Withnail and I (1987)

Withnail & I

Withnail & IAs the dark winter months are softened by our own seasonal excess, it seems only right to raise a glass to Bruce Robinson’s boozy tale of two down-and-out actors struggling with poverty, existential angst and an ill-judged country break in the rain-lashed Cumbrian hills. With Richard E Grant and Paul McGann heading up a very capable cast, Withnail and I continues to be a firm favourite more than three decades since its first release.

As the swinging sixties draw to a close, our anti-heroes begin to wonder if there’s more to life than booze, drugs and waiting for the next acting job, so they flee London’s drizzling grime in search of a simpler, more wholesome slice of life. Alas, what they find is perpetual rain, unfriendly locals and Withnail’s upper crust Uncle Monty lurking in the shadows, hell bent on indulging his own sexual desires far from London society’s prying eyes.

With hugely entertaining characters and a scintillating script, Withnail and I is easily one of the most memorable, hilarious, strangely profound and oddly poignant British films ever made.

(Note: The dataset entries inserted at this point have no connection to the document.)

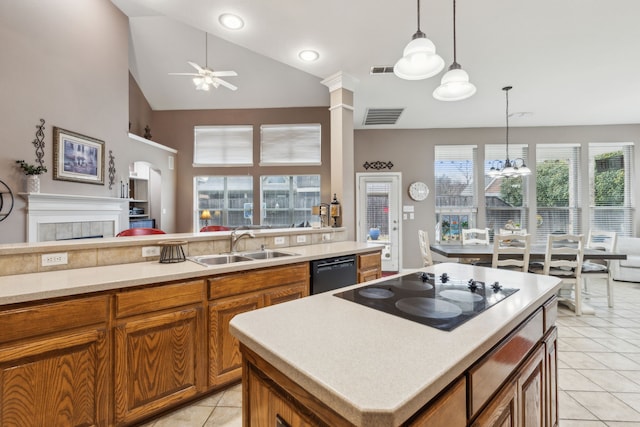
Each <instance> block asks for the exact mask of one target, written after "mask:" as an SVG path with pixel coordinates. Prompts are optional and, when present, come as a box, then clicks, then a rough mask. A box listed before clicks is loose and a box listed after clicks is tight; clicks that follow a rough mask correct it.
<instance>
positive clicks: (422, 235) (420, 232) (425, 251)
mask: <svg viewBox="0 0 640 427" xmlns="http://www.w3.org/2000/svg"><path fill="white" fill-rule="evenodd" d="M418 244H419V245H420V253H421V254H422V262H423V266H424V267H428V266H430V265H433V258H432V257H431V248H430V247H429V233H427V232H426V231H424V230H418Z"/></svg>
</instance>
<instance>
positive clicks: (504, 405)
mask: <svg viewBox="0 0 640 427" xmlns="http://www.w3.org/2000/svg"><path fill="white" fill-rule="evenodd" d="M517 396H518V393H517V387H516V383H515V382H509V383H507V384H506V385H505V386H504V387H503V388H502V389H501V390H500V392H499V393H498V395H497V396H496V397H495V398H494V399H493V400H491V402H490V403H489V406H487V407H486V408H485V409H484V410H483V411H481V412H480V414H479V415H478V418H476V420H475V421H474V422H473V424H471V425H472V427H514V426H516V425H518V424H517V420H518V418H517V411H518V405H517Z"/></svg>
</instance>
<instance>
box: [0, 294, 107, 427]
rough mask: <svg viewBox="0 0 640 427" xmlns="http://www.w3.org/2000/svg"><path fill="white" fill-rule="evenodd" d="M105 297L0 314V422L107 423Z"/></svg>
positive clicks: (11, 311) (104, 425) (48, 424)
mask: <svg viewBox="0 0 640 427" xmlns="http://www.w3.org/2000/svg"><path fill="white" fill-rule="evenodd" d="M108 307H109V301H108V298H107V297H95V298H79V299H76V300H71V301H64V302H57V303H49V304H36V305H32V306H25V307H24V308H17V309H11V310H7V311H3V312H1V313H0V331H2V334H1V337H0V425H2V426H7V427H8V426H16V427H19V426H45V425H65V426H106V425H109V412H108V408H109V397H108V396H109V394H108V393H109V385H110V382H109V371H108V366H109V360H110V358H109V345H108V342H109V339H108V332H107V328H106V326H107V321H108Z"/></svg>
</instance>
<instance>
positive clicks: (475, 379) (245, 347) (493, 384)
mask: <svg viewBox="0 0 640 427" xmlns="http://www.w3.org/2000/svg"><path fill="white" fill-rule="evenodd" d="M556 310H557V301H556V298H555V297H552V298H551V299H550V300H548V301H547V302H546V303H545V304H544V305H543V306H541V307H539V308H538V309H537V310H536V311H535V312H533V313H532V314H531V315H530V316H529V317H528V318H527V319H526V320H525V321H523V322H522V323H520V324H519V325H518V326H517V327H516V328H515V329H513V330H512V331H511V332H510V333H509V334H507V335H506V336H505V337H504V338H503V339H501V340H500V341H499V342H498V344H497V345H495V346H494V347H493V348H492V349H491V350H489V351H488V352H487V353H485V354H484V355H483V356H481V357H480V358H479V359H478V360H477V361H476V362H474V363H472V364H471V365H470V366H469V367H468V368H466V369H465V370H464V372H463V373H462V375H460V376H459V377H458V378H457V379H456V380H454V381H453V382H451V383H450V384H449V385H448V386H447V387H445V388H444V389H443V390H441V391H440V392H439V393H437V395H436V396H435V397H434V398H433V399H431V400H430V401H429V402H427V403H426V404H425V405H424V406H423V407H422V408H421V409H420V410H418V411H417V412H415V413H414V414H413V415H412V416H410V417H409V418H408V419H407V420H406V421H404V422H402V425H403V426H411V427H418V426H420V427H433V426H447V427H465V426H472V427H485V426H496V427H497V426H501V427H504V426H514V427H517V426H549V427H554V426H557V424H558V412H557V381H556V377H557V344H556V341H557V329H556V327H555V325H554V322H555V318H556ZM241 350H242V354H243V356H244V362H243V363H244V369H243V385H244V388H243V393H244V395H243V416H244V418H245V424H244V425H245V427H251V426H263V425H271V426H273V425H275V426H307V425H313V426H323V425H326V426H343V425H344V426H352V425H354V424H353V423H352V422H350V421H349V420H347V419H345V418H344V417H343V416H341V415H340V414H338V413H337V412H336V411H334V409H332V408H331V407H330V405H327V404H326V403H324V402H322V401H320V400H319V399H318V398H316V397H315V396H314V395H313V394H312V393H310V392H309V391H308V390H306V389H304V388H303V387H301V386H300V385H298V384H297V383H296V382H295V381H293V380H292V379H291V378H289V377H288V376H286V375H284V374H283V373H282V372H280V371H279V370H277V369H276V368H275V367H274V366H273V365H271V364H270V363H269V362H267V361H266V360H264V359H263V358H262V357H261V356H259V355H258V354H257V353H256V352H254V351H253V350H252V349H250V348H249V347H247V346H246V345H244V344H242V347H241ZM385 425H386V424H385Z"/></svg>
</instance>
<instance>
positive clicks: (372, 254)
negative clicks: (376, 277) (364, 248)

The mere mention of this movie (especially in a pub) releases a barrage of unsolicited quotes, quips and comebacks that can keep a large group laughing long past closing time.

Although delivered to make us laugh, we understand Withnail’s jaded outlook only too well because we know he often tells the truth, if only by accident. That fact that Withnail and his sidekick remain hilarious throughout, yet sadly touching in their final scenes together is a testament to Robinson’s skill as both a writer and a director. None of us can ever forget Withnail’s lonely Shakespearean monologue in the pouring rain, with nobody to witness or applaud the flowering of his creative genius.

Despite its shoestring feel, Withnail and I was produced on a small but serviceable budget, punching way above its weight in terms of investment returns over the many years since. This is a movie providing yet more proof that, at least in budgetary terms, bigger is not necessarily better. Far glossier and much more presumptuous productions have faded into obscurity while the two actors who aren’t from London continue to delight new audiences as they drink, argue and debate their way across some of Britain’s most beautiful countryside (when we can glimpse it through the endless rain).

Apart from being uncommonly amusing, Withnail and I has endured because we recognise something of ourselves in our sozzled aspirants as they stumble from one misadventure to the next, swirling randomly like the omnipresent cigarette smoke accompanying Withnail’s often pretentious yet oddly profound pronouncements on life, society and the cutthroat world of commercial creativity.

The script never lets up for a moment, somehow lurching from surreal farce, to deep introspection and back again without ever missing a step, a feat rarely repeated by even the best scriptwriting talents. Withnail and I’s larger than life characters are often warm and endearing as they invite us into their strange and comical world, a world which all too often masks troubled minds and difficult lives hiding in plain sight behind the comedy. It is this background of grinding, hopeless despair that elevates the characters’ doomed struggle against obscurity to a level both higher and deeper than merely being a couple of really funny blokes dead set against the world. It’s as though the rain, the befuddled drunkenness and the omnipresent threat of eviction create a dark scenery against which the characters on screen can shine so much more brightly. There’s a little of Withnail’s drunken profundity in all of us, and that is why we still love him after all these years.